MLO: To allow her to respond, not adding on to her age but to simply let it be present. I don’t want to do a lot of extra. There’s something about getting older that seems to be about tearing away, leaving behind what’s unnecessary, and I want to explore that simplicity.

AT: What will it be like playing a 91-year-old woman?

MLO: I’ll do some physical adjustment around that, and yet Vera is as alive as anyone who is 26 or 46; she still very much has a beating heart and an active mind. What I must layer in is the urgency of time. Time is of the essence at 91.

AT: What do you think this play has to say to a younger generation? An older generation?

MLO: Well, it might have something to say to those of us in the middle, about not trying to force things. As someone in the middle of [a young and an old] story I’d say, “Wow, there’s a real gift in getting older.” It forces you to slow down, really talk to people, really listen, and to care deeply and yet not care so much. Parents care so much, and Vera cares so much, but her caring doesn’t have strings attached.

AT: Have you had a grandparent or an older person who was to you what Vera is to Leo?

MLO: Ironically, I think my father is taking that role with me now. He’s 85, and he has advanced Parkinson’s and he rarely leaves the bedroom. But he is more accepting of me now than ever in my life, very tolerant of other people, my children. He’s gotten more patient. And he says important things, and sometimes he says them in what seem like very unimportant ways. It’s a funny thing getting older. The older I get—the closer I inch towards Vera—the more I really respect the treasure it is to age. Physically not so much, but I get this other view of things that seems a little more rounded, and a little more whole. I get so focused on the trees, and my father sees the forest, and says “what a forest!”

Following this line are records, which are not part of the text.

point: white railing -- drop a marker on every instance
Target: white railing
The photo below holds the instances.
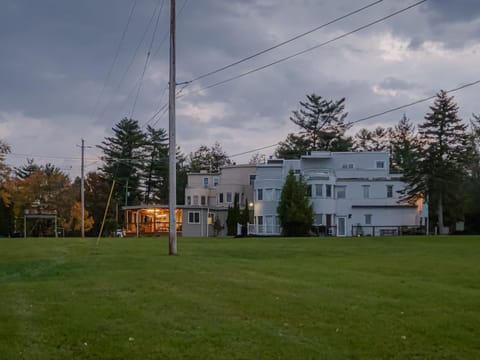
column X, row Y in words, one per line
column 255, row 229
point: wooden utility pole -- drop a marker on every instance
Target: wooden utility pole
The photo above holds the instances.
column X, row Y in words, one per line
column 82, row 190
column 172, row 161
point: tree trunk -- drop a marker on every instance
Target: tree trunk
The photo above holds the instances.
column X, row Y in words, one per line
column 440, row 215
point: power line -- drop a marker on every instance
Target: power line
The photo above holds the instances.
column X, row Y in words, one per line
column 146, row 61
column 163, row 109
column 114, row 58
column 310, row 48
column 133, row 57
column 47, row 156
column 296, row 37
column 476, row 82
column 461, row 87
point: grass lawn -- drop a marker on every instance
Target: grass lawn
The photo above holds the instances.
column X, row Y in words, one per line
column 255, row 298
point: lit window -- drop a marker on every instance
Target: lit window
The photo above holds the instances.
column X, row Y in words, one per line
column 278, row 194
column 341, row 192
column 366, row 191
column 328, row 190
column 389, row 190
column 259, row 194
column 193, row 217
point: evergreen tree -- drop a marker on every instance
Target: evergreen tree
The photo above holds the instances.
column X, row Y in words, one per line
column 403, row 144
column 155, row 172
column 442, row 160
column 209, row 159
column 123, row 160
column 323, row 127
column 472, row 225
column 245, row 215
column 295, row 211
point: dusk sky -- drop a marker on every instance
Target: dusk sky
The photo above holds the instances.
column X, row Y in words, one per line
column 58, row 84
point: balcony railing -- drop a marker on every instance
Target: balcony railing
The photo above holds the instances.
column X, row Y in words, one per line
column 256, row 229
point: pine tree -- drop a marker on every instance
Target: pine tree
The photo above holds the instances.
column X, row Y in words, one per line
column 403, row 144
column 233, row 216
column 294, row 209
column 323, row 127
column 123, row 160
column 441, row 161
column 209, row 158
column 155, row 171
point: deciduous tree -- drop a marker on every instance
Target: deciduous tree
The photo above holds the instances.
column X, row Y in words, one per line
column 295, row 211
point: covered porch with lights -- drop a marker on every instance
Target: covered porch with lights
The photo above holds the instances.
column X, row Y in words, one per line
column 149, row 220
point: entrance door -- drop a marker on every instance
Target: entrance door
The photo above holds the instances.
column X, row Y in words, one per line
column 341, row 226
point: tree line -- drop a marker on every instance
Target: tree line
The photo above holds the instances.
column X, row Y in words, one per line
column 439, row 159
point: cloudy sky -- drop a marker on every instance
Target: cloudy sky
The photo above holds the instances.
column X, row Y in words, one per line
column 61, row 81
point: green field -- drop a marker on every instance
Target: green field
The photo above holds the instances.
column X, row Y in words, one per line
column 256, row 298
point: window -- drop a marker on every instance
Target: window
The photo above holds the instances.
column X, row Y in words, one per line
column 268, row 195
column 194, row 217
column 368, row 219
column 210, row 218
column 278, row 194
column 389, row 190
column 366, row 191
column 328, row 219
column 309, row 190
column 341, row 192
column 328, row 190
column 259, row 194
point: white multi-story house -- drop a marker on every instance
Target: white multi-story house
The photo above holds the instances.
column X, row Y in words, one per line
column 208, row 196
column 352, row 193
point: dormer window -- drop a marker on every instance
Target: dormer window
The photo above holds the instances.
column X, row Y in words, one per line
column 380, row 164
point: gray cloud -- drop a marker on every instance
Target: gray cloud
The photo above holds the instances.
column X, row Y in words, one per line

AT: Why would you come to see this play?

MLO: I think that it’s exciting to see stories that involve generations. [Vera and Leo] enter each other’s lives, and two very different worlds come together in a human way, not in a stereotypical way. It’s a story that you don’t hear and see. I’m always curious about stories that are new to me.

Ms. Owen was interviewed by Aurora Theatre Apprentice Company member Timothy Whitson.